1:06 here. I saw that discussion, but that doesn't answer my question. How do these exclusion exclude coverage of the wrongs that clients of lawyers will complain about? For example, how often do clients pursue claims involving "improper commingling of client funds, conversion of anyone’s funds, theft of anyone’s funds, the wire transfer of anyone’s funds, a bounced check, a check lacking sufficient funds, a counterfeit check or a check bearing anyone’s forged or bogus signature"? I've seen a lot of legal malpractice cases where the insurance carrier picked up coverage. So unless someone has stats on any of this, the issue with exclusions is all anecdotal.

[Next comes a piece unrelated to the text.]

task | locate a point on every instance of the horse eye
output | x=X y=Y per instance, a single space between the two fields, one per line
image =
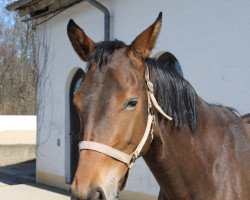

What clients will complain about most of all is getting ripped off, i.e., a lawyer stealing from them — whether it is overcharging, padded billing or worse of all, theft from the client trust account. Theft is part and parcel and heads the list of the following common policy exclusions:
Fraudulent acts
Criminal acts
Malicious acts
Dishonest acts
Services rendered to a business enterprise that is owned or controlled by the insured lawyer or law firm
Services rendered as a fiduciary under the ERISA Act of 1974
Bodily injury or property damage generated by the lawyer or law firm
Claims involving one insured against another insured in the same law firm
Claims arising from legal services rendered by the lawyer or law firm where the firm or lawyer knew of or should have foreseen the claim at the inception of the policy and failed to alert the insurer to the possibility.
If you carry insurance, read your policy. This isn't "anecdotal." It's factual. It's concrete. It's part of your contract. Your carrier isn't going to cover these acts.
Consequently, the Bar's misguided nonsensical effort to "to protect the public" by ramming malpractice insurance down our throats ultimately does nothing for victims of the foregoing.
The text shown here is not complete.